The response includes:

Header	Description
`X-Request-ID`	Unique identifier for the request, useful for debugging and audit trails.
`X-Provider`	The provider the request was routed to (e.g. `openai`, `anthropic`).
`X-Model`	The resolved model that served the request.

Example

curl https://your-gateway.example.com/v1/chat/completions \
  -H "Authorization: Bearer aigw_sk_your_api_key" \
  -H "Content-Type: application/json" \
  -d '{
    "model": "gpt-4",
    "messages": [
      {"role": "system", "content": "You are a helpful assistant."},
      {"role": "user", "content": "Explain quantum computing in one sentence."}
    ],
    "temperature": 0.7,
    "max_tokens": 100
  }'

Streaming Example

curl https://your-gateway.example.com/v1/chat/completions \
  -H "Authorization: Bearer aigw_sk_your_api_key" \
  -H "Content-Type: application/json" \
  -N \
  -d '{
    "model": "gpt-4",
    "messages": [{"role": "user", "content": "Write a haiku about APIs."}],
    "stream": true
  }'

Tool Calling Example

curl https://your-gateway.example.com/v1/chat/completions \
  -H "Authorization: Bearer aigw_sk_your_api_key" \
  -H "Content-Type: application/json" \
  -d '{
    "model": "gpt-4",
    "messages": [{"role": "user", "content": "What is the weather in London?"}],
    "tools": [
      {
        "type": "function",
        "function": {
          "name": "get_weather",
          "description": "Get the current weather for a location",
          "parameters": {
            "type": "object",
            "properties": {
              "location": {"type": "string"}
            },
            "required": ["location"]
          }
        }
      }
    ],
    "tool_choice": "auto"
  }'

Built-in Tools

In addition to function tools, the gateway accepts built-in tools that map to provider-native capabilities.
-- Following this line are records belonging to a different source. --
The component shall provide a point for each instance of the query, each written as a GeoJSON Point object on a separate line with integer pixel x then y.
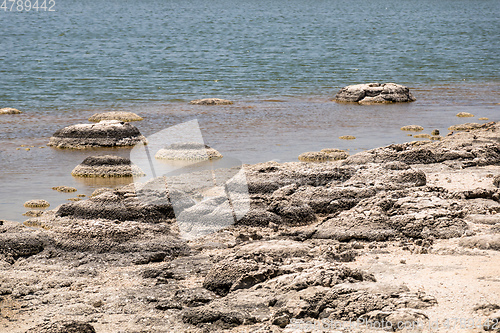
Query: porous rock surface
{"type": "Point", "coordinates": [106, 166]}
{"type": "Point", "coordinates": [9, 111]}
{"type": "Point", "coordinates": [211, 101]}
{"type": "Point", "coordinates": [188, 151]}
{"type": "Point", "coordinates": [371, 237]}
{"type": "Point", "coordinates": [106, 133]}
{"type": "Point", "coordinates": [115, 115]}
{"type": "Point", "coordinates": [372, 93]}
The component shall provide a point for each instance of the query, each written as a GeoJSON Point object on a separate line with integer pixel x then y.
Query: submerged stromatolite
{"type": "Point", "coordinates": [211, 101]}
{"type": "Point", "coordinates": [107, 133]}
{"type": "Point", "coordinates": [188, 151]}
{"type": "Point", "coordinates": [369, 93]}
{"type": "Point", "coordinates": [115, 115]}
{"type": "Point", "coordinates": [107, 166]}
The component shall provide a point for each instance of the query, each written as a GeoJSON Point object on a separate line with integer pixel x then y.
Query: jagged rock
{"type": "Point", "coordinates": [496, 180]}
{"type": "Point", "coordinates": [188, 151]}
{"type": "Point", "coordinates": [37, 203]}
{"type": "Point", "coordinates": [115, 115]}
{"type": "Point", "coordinates": [465, 127]}
{"type": "Point", "coordinates": [126, 204]}
{"type": "Point", "coordinates": [211, 101]}
{"type": "Point", "coordinates": [106, 133]}
{"type": "Point", "coordinates": [414, 128]}
{"type": "Point", "coordinates": [482, 242]}
{"type": "Point", "coordinates": [9, 111]}
{"type": "Point", "coordinates": [324, 155]}
{"type": "Point", "coordinates": [18, 242]}
{"type": "Point", "coordinates": [70, 326]}
{"type": "Point", "coordinates": [107, 166]}
{"type": "Point", "coordinates": [65, 189]}
{"type": "Point", "coordinates": [375, 93]}
{"type": "Point", "coordinates": [414, 215]}
{"type": "Point", "coordinates": [460, 148]}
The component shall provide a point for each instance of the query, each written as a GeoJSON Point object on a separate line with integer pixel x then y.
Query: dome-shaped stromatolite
{"type": "Point", "coordinates": [37, 203]}
{"type": "Point", "coordinates": [115, 115]}
{"type": "Point", "coordinates": [9, 111]}
{"type": "Point", "coordinates": [211, 101]}
{"type": "Point", "coordinates": [324, 155]}
{"type": "Point", "coordinates": [188, 151]}
{"type": "Point", "coordinates": [107, 133]}
{"type": "Point", "coordinates": [106, 166]}
{"type": "Point", "coordinates": [369, 93]}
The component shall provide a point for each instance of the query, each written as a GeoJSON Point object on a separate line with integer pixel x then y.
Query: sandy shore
{"type": "Point", "coordinates": [405, 233]}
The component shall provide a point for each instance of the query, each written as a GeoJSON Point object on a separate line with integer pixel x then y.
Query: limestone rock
{"type": "Point", "coordinates": [9, 111]}
{"type": "Point", "coordinates": [107, 133]}
{"type": "Point", "coordinates": [115, 115]}
{"type": "Point", "coordinates": [414, 128]}
{"type": "Point", "coordinates": [37, 203]}
{"type": "Point", "coordinates": [211, 101]}
{"type": "Point", "coordinates": [371, 93]}
{"type": "Point", "coordinates": [107, 166]}
{"type": "Point", "coordinates": [70, 326]}
{"type": "Point", "coordinates": [188, 151]}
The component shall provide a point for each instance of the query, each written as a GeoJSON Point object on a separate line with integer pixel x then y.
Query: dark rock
{"type": "Point", "coordinates": [107, 166]}
{"type": "Point", "coordinates": [107, 133]}
{"type": "Point", "coordinates": [375, 93]}
{"type": "Point", "coordinates": [63, 327]}
{"type": "Point", "coordinates": [211, 101]}
{"type": "Point", "coordinates": [115, 115]}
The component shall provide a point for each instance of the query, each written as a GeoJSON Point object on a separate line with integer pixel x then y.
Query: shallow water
{"type": "Point", "coordinates": [281, 64]}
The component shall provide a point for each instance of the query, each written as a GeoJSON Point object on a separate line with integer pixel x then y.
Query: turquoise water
{"type": "Point", "coordinates": [280, 61]}
{"type": "Point", "coordinates": [122, 53]}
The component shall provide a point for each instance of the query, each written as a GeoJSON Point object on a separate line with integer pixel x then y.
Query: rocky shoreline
{"type": "Point", "coordinates": [408, 233]}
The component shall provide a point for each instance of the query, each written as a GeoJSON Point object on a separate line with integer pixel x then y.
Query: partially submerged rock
{"type": "Point", "coordinates": [372, 93]}
{"type": "Point", "coordinates": [188, 151]}
{"type": "Point", "coordinates": [37, 203]}
{"type": "Point", "coordinates": [324, 155]}
{"type": "Point", "coordinates": [413, 128]}
{"type": "Point", "coordinates": [107, 133]}
{"type": "Point", "coordinates": [107, 166]}
{"type": "Point", "coordinates": [9, 111]}
{"type": "Point", "coordinates": [465, 127]}
{"type": "Point", "coordinates": [69, 326]}
{"type": "Point", "coordinates": [211, 101]}
{"type": "Point", "coordinates": [115, 115]}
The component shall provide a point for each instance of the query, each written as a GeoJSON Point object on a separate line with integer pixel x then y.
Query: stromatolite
{"type": "Point", "coordinates": [369, 93]}
{"type": "Point", "coordinates": [107, 133]}
{"type": "Point", "coordinates": [106, 166]}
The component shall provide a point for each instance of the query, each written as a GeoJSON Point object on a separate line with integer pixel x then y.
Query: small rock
{"type": "Point", "coordinates": [115, 115]}
{"type": "Point", "coordinates": [38, 203]}
{"type": "Point", "coordinates": [371, 93]}
{"type": "Point", "coordinates": [188, 151]}
{"type": "Point", "coordinates": [211, 101]}
{"type": "Point", "coordinates": [106, 133]}
{"type": "Point", "coordinates": [413, 128]}
{"type": "Point", "coordinates": [9, 111]}
{"type": "Point", "coordinates": [464, 127]}
{"type": "Point", "coordinates": [65, 189]}
{"type": "Point", "coordinates": [107, 166]}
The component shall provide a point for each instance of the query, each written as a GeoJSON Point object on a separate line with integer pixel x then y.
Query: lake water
{"type": "Point", "coordinates": [280, 61]}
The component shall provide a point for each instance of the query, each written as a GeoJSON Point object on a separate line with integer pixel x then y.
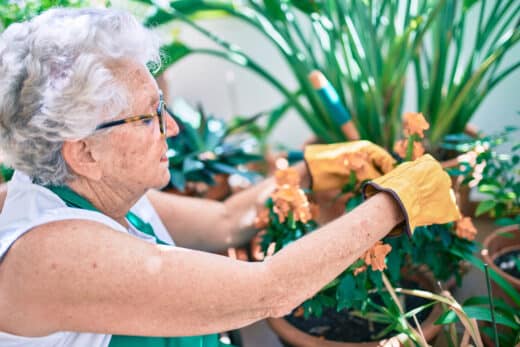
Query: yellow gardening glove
{"type": "Point", "coordinates": [423, 191]}
{"type": "Point", "coordinates": [330, 165]}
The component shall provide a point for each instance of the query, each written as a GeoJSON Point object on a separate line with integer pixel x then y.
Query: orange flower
{"type": "Point", "coordinates": [376, 256]}
{"type": "Point", "coordinates": [299, 312]}
{"type": "Point", "coordinates": [414, 123]}
{"type": "Point", "coordinates": [287, 176]}
{"type": "Point", "coordinates": [262, 219]}
{"type": "Point", "coordinates": [291, 198]}
{"type": "Point", "coordinates": [465, 229]}
{"type": "Point", "coordinates": [401, 146]}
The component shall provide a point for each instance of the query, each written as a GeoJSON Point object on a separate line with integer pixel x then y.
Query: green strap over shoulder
{"type": "Point", "coordinates": [72, 199]}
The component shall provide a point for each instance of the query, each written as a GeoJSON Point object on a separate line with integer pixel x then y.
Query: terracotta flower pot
{"type": "Point", "coordinates": [495, 245]}
{"type": "Point", "coordinates": [297, 338]}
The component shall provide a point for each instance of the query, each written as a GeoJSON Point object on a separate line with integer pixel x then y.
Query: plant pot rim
{"type": "Point", "coordinates": [298, 338]}
{"type": "Point", "coordinates": [489, 258]}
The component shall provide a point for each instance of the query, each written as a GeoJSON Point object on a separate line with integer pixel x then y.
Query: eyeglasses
{"type": "Point", "coordinates": [161, 113]}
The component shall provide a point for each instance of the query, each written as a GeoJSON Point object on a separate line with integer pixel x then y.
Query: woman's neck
{"type": "Point", "coordinates": [115, 203]}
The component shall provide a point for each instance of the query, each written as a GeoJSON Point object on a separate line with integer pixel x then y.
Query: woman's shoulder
{"type": "Point", "coordinates": [28, 206]}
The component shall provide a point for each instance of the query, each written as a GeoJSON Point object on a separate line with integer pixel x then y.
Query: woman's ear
{"type": "Point", "coordinates": [80, 159]}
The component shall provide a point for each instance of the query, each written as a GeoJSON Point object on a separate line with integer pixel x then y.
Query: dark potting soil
{"type": "Point", "coordinates": [509, 263]}
{"type": "Point", "coordinates": [343, 327]}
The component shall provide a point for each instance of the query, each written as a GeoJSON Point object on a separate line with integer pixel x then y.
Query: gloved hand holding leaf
{"type": "Point", "coordinates": [330, 165]}
{"type": "Point", "coordinates": [423, 191]}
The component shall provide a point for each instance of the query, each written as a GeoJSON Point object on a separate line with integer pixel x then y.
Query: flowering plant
{"type": "Point", "coordinates": [363, 288]}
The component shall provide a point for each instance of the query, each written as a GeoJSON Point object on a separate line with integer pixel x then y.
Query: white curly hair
{"type": "Point", "coordinates": [55, 84]}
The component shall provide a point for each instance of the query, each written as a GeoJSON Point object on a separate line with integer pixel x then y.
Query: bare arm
{"type": "Point", "coordinates": [83, 276]}
{"type": "Point", "coordinates": [211, 225]}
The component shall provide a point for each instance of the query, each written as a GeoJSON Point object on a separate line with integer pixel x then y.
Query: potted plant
{"type": "Point", "coordinates": [364, 50]}
{"type": "Point", "coordinates": [362, 293]}
{"type": "Point", "coordinates": [206, 152]}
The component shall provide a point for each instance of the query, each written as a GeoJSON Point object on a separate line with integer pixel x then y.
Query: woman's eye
{"type": "Point", "coordinates": [148, 121]}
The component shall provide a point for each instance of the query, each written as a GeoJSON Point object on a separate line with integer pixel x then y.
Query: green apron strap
{"type": "Point", "coordinates": [187, 341]}
{"type": "Point", "coordinates": [73, 199]}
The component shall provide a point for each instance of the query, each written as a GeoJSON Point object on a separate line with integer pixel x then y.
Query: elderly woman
{"type": "Point", "coordinates": [87, 252]}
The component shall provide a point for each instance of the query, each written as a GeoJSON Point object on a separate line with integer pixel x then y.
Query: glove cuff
{"type": "Point", "coordinates": [370, 188]}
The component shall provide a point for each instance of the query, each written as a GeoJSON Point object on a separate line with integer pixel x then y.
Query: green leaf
{"type": "Point", "coordinates": [484, 314]}
{"type": "Point", "coordinates": [447, 317]}
{"type": "Point", "coordinates": [498, 303]}
{"type": "Point", "coordinates": [307, 6]}
{"type": "Point", "coordinates": [485, 206]}
{"type": "Point", "coordinates": [274, 9]}
{"type": "Point", "coordinates": [469, 3]}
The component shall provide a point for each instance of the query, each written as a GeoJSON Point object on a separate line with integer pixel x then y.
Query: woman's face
{"type": "Point", "coordinates": [133, 155]}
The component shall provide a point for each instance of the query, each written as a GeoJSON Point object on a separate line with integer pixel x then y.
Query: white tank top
{"type": "Point", "coordinates": [28, 205]}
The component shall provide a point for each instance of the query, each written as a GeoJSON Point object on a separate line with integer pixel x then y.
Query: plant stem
{"type": "Point", "coordinates": [491, 305]}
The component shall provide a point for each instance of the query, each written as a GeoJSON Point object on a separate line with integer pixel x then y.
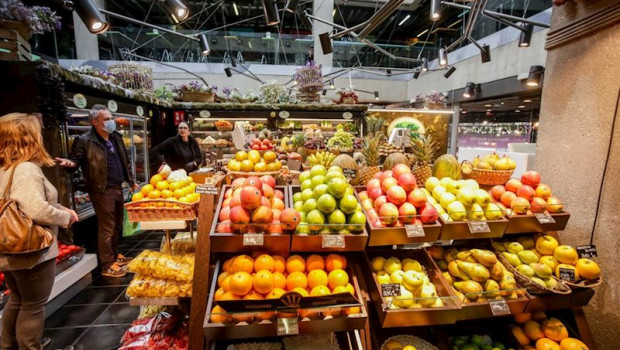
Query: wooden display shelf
{"type": "Point", "coordinates": [528, 223]}
{"type": "Point", "coordinates": [460, 230]}
{"type": "Point", "coordinates": [388, 318]}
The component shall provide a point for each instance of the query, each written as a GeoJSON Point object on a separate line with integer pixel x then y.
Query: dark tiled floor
{"type": "Point", "coordinates": [99, 315]}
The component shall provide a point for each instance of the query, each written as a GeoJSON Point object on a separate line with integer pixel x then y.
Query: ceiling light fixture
{"type": "Point", "coordinates": [90, 15]}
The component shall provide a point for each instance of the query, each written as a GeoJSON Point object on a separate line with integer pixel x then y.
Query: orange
{"type": "Point", "coordinates": [276, 293]}
{"type": "Point", "coordinates": [219, 315]}
{"type": "Point", "coordinates": [296, 279]}
{"type": "Point", "coordinates": [155, 179]}
{"type": "Point", "coordinates": [317, 278]}
{"type": "Point", "coordinates": [319, 290]}
{"type": "Point", "coordinates": [279, 264]}
{"type": "Point", "coordinates": [572, 344]}
{"type": "Point", "coordinates": [146, 189]}
{"type": "Point", "coordinates": [279, 279]}
{"type": "Point", "coordinates": [295, 263]}
{"type": "Point", "coordinates": [243, 263]}
{"type": "Point", "coordinates": [263, 281]}
{"type": "Point", "coordinates": [335, 261]}
{"type": "Point", "coordinates": [546, 344]}
{"type": "Point", "coordinates": [241, 283]}
{"type": "Point", "coordinates": [315, 262]}
{"type": "Point", "coordinates": [337, 278]}
{"type": "Point", "coordinates": [264, 262]}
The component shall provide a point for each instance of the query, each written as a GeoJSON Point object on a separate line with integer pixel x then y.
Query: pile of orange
{"type": "Point", "coordinates": [271, 276]}
{"type": "Point", "coordinates": [537, 332]}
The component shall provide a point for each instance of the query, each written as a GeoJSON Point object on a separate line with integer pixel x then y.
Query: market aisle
{"type": "Point", "coordinates": [97, 317]}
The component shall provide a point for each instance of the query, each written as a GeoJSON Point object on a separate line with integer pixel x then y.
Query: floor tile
{"type": "Point", "coordinates": [72, 316]}
{"type": "Point", "coordinates": [118, 314]}
{"type": "Point", "coordinates": [96, 295]}
{"type": "Point", "coordinates": [101, 338]}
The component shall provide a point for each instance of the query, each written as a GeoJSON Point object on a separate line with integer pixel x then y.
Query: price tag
{"type": "Point", "coordinates": [499, 307]}
{"type": "Point", "coordinates": [333, 241]}
{"type": "Point", "coordinates": [390, 290]}
{"type": "Point", "coordinates": [253, 239]}
{"type": "Point", "coordinates": [587, 251]}
{"type": "Point", "coordinates": [415, 231]}
{"type": "Point", "coordinates": [478, 227]}
{"type": "Point", "coordinates": [567, 274]}
{"type": "Point", "coordinates": [544, 218]}
{"type": "Point", "coordinates": [288, 326]}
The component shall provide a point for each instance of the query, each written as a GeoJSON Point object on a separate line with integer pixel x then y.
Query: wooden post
{"type": "Point", "coordinates": [201, 268]}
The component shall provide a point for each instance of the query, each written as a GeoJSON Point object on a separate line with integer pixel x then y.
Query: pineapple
{"type": "Point", "coordinates": [424, 152]}
{"type": "Point", "coordinates": [370, 151]}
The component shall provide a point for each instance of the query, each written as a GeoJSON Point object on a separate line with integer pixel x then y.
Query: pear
{"type": "Point", "coordinates": [485, 257]}
{"type": "Point", "coordinates": [527, 242]}
{"type": "Point", "coordinates": [541, 270]}
{"type": "Point", "coordinates": [525, 270]}
{"type": "Point", "coordinates": [513, 259]}
{"type": "Point", "coordinates": [454, 269]}
{"type": "Point", "coordinates": [528, 256]}
{"type": "Point", "coordinates": [475, 271]}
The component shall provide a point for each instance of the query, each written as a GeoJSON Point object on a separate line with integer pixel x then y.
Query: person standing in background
{"type": "Point", "coordinates": [103, 158]}
{"type": "Point", "coordinates": [30, 277]}
{"type": "Point", "coordinates": [179, 152]}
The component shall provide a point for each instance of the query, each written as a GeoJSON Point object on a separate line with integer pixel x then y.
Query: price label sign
{"type": "Point", "coordinates": [390, 290]}
{"type": "Point", "coordinates": [478, 227]}
{"type": "Point", "coordinates": [288, 326]}
{"type": "Point", "coordinates": [587, 251]}
{"type": "Point", "coordinates": [544, 218]}
{"type": "Point", "coordinates": [499, 307]}
{"type": "Point", "coordinates": [255, 239]}
{"type": "Point", "coordinates": [333, 241]}
{"type": "Point", "coordinates": [567, 274]}
{"type": "Point", "coordinates": [415, 231]}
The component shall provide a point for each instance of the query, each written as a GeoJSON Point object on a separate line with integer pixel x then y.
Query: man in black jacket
{"type": "Point", "coordinates": [103, 158]}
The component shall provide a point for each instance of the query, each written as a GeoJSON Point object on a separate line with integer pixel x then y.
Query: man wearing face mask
{"type": "Point", "coordinates": [103, 158]}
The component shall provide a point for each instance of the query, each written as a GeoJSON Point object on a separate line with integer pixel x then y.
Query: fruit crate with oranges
{"type": "Point", "coordinates": [324, 299]}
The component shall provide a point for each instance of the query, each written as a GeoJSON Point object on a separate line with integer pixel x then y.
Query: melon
{"type": "Point", "coordinates": [447, 166]}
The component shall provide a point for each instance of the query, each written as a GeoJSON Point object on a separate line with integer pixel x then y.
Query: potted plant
{"type": "Point", "coordinates": [14, 15]}
{"type": "Point", "coordinates": [195, 91]}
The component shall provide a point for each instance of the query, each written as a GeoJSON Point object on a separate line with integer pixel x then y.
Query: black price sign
{"type": "Point", "coordinates": [544, 218]}
{"type": "Point", "coordinates": [499, 307]}
{"type": "Point", "coordinates": [253, 239]}
{"type": "Point", "coordinates": [587, 251]}
{"type": "Point", "coordinates": [567, 274]}
{"type": "Point", "coordinates": [478, 227]}
{"type": "Point", "coordinates": [390, 290]}
{"type": "Point", "coordinates": [288, 326]}
{"type": "Point", "coordinates": [333, 241]}
{"type": "Point", "coordinates": [415, 231]}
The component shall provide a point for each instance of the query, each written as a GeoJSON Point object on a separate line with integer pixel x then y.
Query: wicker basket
{"type": "Point", "coordinates": [143, 211]}
{"type": "Point", "coordinates": [530, 285]}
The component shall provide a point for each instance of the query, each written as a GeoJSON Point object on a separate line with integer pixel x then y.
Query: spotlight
{"type": "Point", "coordinates": [291, 5]}
{"type": "Point", "coordinates": [485, 54]}
{"type": "Point", "coordinates": [272, 17]}
{"type": "Point", "coordinates": [443, 57]}
{"type": "Point", "coordinates": [178, 9]}
{"type": "Point", "coordinates": [435, 10]}
{"type": "Point", "coordinates": [469, 90]}
{"type": "Point", "coordinates": [449, 72]}
{"type": "Point", "coordinates": [204, 44]}
{"type": "Point", "coordinates": [535, 75]}
{"type": "Point", "coordinates": [90, 15]}
{"type": "Point", "coordinates": [526, 35]}
{"type": "Point", "coordinates": [326, 43]}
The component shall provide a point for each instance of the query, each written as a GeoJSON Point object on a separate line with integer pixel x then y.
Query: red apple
{"type": "Point", "coordinates": [531, 178]}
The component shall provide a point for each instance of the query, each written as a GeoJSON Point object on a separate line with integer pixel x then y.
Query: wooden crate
{"type": "Point", "coordinates": [13, 47]}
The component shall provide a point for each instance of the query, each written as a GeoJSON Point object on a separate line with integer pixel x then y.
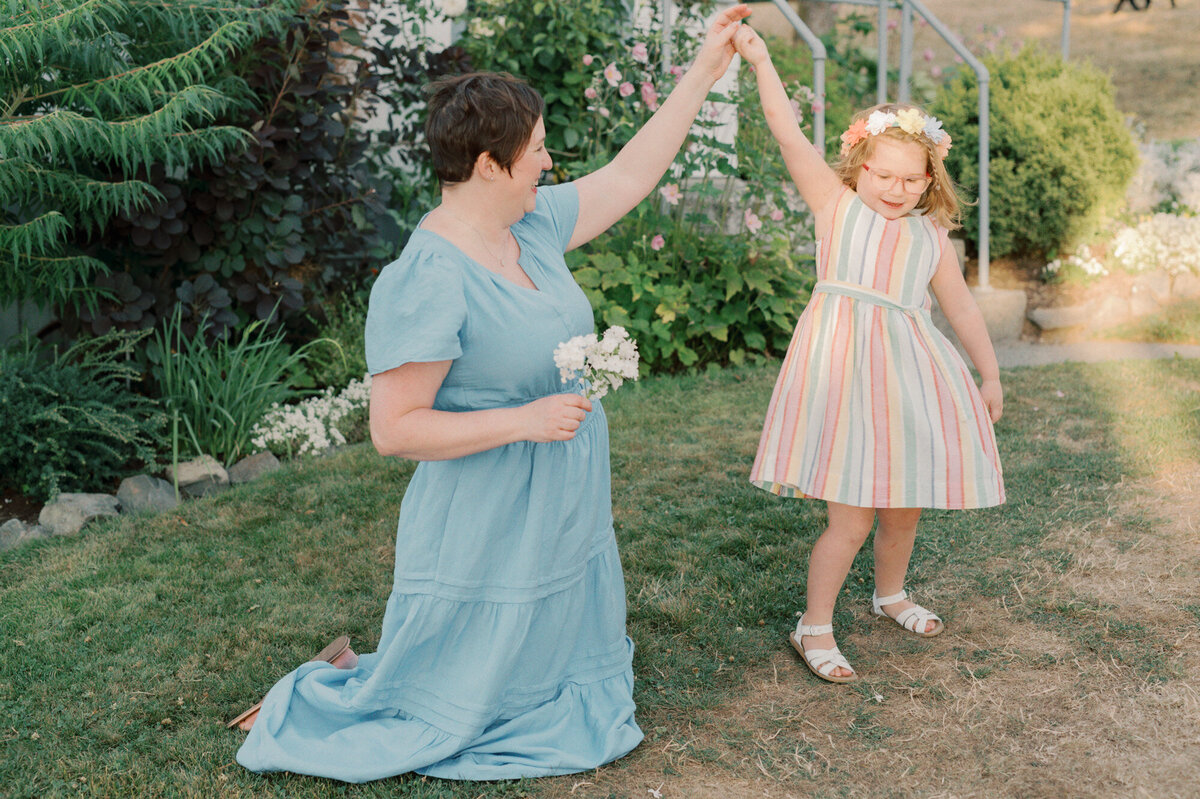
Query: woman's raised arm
{"type": "Point", "coordinates": [612, 191]}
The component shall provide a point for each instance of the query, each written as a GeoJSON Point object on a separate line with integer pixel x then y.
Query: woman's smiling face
{"type": "Point", "coordinates": [528, 167]}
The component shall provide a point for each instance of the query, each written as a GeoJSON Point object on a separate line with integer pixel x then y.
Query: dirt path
{"type": "Point", "coordinates": [1151, 55]}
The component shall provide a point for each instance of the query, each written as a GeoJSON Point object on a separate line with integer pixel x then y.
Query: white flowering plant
{"type": "Point", "coordinates": [1168, 179]}
{"type": "Point", "coordinates": [317, 424]}
{"type": "Point", "coordinates": [600, 364]}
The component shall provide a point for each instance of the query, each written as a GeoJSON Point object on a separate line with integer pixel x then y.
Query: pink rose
{"type": "Point", "coordinates": [649, 96]}
{"type": "Point", "coordinates": [753, 222]}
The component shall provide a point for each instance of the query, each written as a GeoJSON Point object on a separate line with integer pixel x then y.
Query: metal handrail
{"type": "Point", "coordinates": [819, 60]}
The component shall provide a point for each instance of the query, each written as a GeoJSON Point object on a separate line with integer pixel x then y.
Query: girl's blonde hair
{"type": "Point", "coordinates": [940, 199]}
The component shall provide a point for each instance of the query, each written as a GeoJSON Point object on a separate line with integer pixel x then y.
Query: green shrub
{"type": "Point", "coordinates": [711, 299]}
{"type": "Point", "coordinates": [1061, 152]}
{"type": "Point", "coordinates": [220, 391]}
{"type": "Point", "coordinates": [341, 356]}
{"type": "Point", "coordinates": [71, 421]}
{"type": "Point", "coordinates": [545, 42]}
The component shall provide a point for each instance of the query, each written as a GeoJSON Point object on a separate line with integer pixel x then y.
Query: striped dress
{"type": "Point", "coordinates": [874, 407]}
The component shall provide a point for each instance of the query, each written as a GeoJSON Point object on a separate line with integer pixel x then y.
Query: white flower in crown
{"type": "Point", "coordinates": [880, 121]}
{"type": "Point", "coordinates": [911, 121]}
{"type": "Point", "coordinates": [934, 131]}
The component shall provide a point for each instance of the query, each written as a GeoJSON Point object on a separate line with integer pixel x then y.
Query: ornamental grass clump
{"type": "Point", "coordinates": [317, 424]}
{"type": "Point", "coordinates": [1061, 152]}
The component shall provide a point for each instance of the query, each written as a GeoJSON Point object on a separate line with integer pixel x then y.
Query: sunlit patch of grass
{"type": "Point", "coordinates": [127, 646]}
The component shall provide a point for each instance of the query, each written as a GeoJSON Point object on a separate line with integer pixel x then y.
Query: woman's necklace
{"type": "Point", "coordinates": [481, 239]}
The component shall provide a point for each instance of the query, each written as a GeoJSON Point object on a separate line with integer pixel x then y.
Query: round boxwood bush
{"type": "Point", "coordinates": [1061, 152]}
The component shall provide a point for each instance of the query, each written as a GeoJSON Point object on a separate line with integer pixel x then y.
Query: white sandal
{"type": "Point", "coordinates": [913, 619]}
{"type": "Point", "coordinates": [821, 661]}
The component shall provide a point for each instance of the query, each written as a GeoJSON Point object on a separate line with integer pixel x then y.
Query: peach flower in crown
{"type": "Point", "coordinates": [910, 120]}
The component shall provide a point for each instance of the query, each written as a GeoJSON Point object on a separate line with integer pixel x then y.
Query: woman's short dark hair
{"type": "Point", "coordinates": [475, 113]}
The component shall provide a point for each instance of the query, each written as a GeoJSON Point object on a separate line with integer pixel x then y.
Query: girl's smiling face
{"type": "Point", "coordinates": [528, 167]}
{"type": "Point", "coordinates": [893, 179]}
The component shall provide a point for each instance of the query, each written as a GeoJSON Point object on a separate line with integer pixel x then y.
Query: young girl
{"type": "Point", "coordinates": [874, 410]}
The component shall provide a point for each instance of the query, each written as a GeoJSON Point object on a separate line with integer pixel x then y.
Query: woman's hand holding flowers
{"type": "Point", "coordinates": [717, 52]}
{"type": "Point", "coordinates": [555, 418]}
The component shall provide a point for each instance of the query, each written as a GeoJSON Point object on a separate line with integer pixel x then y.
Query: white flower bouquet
{"type": "Point", "coordinates": [601, 364]}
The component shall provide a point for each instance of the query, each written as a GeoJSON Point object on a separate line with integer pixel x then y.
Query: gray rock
{"type": "Point", "coordinates": [1071, 316]}
{"type": "Point", "coordinates": [145, 493]}
{"type": "Point", "coordinates": [1003, 311]}
{"type": "Point", "coordinates": [15, 533]}
{"type": "Point", "coordinates": [1157, 284]}
{"type": "Point", "coordinates": [1186, 286]}
{"type": "Point", "coordinates": [70, 512]}
{"type": "Point", "coordinates": [253, 467]}
{"type": "Point", "coordinates": [201, 478]}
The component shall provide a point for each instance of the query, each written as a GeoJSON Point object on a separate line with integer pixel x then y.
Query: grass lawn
{"type": "Point", "coordinates": [1071, 616]}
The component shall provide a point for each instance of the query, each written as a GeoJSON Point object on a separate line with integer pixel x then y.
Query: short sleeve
{"type": "Point", "coordinates": [417, 312]}
{"type": "Point", "coordinates": [555, 214]}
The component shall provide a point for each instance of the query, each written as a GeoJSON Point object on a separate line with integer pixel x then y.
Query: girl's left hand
{"type": "Point", "coordinates": [993, 398]}
{"type": "Point", "coordinates": [717, 52]}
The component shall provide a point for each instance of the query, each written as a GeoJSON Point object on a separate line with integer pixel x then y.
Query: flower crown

Each built-in tool uses type: "built_in" with a built_in name and an optional config object:

`built_in`	Description
`file_search`	Gateway-side retrieval over your vector stores. The gateway retrieves matching chunks and injects them as system context, then strips the tool before the request reaches the provider. Pass `config: { "vectorStoreIds": [...], "topK": <int> }`.
`web_search`	Maps to the provider’s native web-search tool (where supported, e.g. Anthropic, Gemini).
`code_execution`	Maps to the provider’s native code-execution tool.
`computer_use`	Maps to the provider’s native computer-use tool.
`search_grounding`	Maps to Gemini’s search-grounding capability.

{
  "model": "gpt-4o",
  "messages": [{ "role": "user", "content": "Summarize our onboarding policy." }],
  "tools": [
    {
      "type": "built_in",
      "built_in": "file_search",
      "config": { "vectorStoreIds": ["vs_abc123"], "topK": 5 }
    }
  ]
}

The file_search built-in is handled entirely by the gateway and works with any chat-capable provider. The remaining built-ins are forwarded to providers that support the corresponding native tool.

Gateway Features

The chat completions endpoint passes through the full gateway middleware pipeline:

Request normalization — requests are translated to a unified internal format, enabling routing to any provider.
RAG injection — if RAG is configured for the tenant, relevant documents are injected into the conversation context.
Prompt guards — configurable content filters for injection detection, PII, and toxicity.
Budget checks — requests are blocked if the tenant or API key budget has been exceeded.
Semantic cache — identical or semantically similar requests may be served from cache.
Usage tracking — token usage is recorded for billing and analytics.
Audit logging — requests are logged for compliance.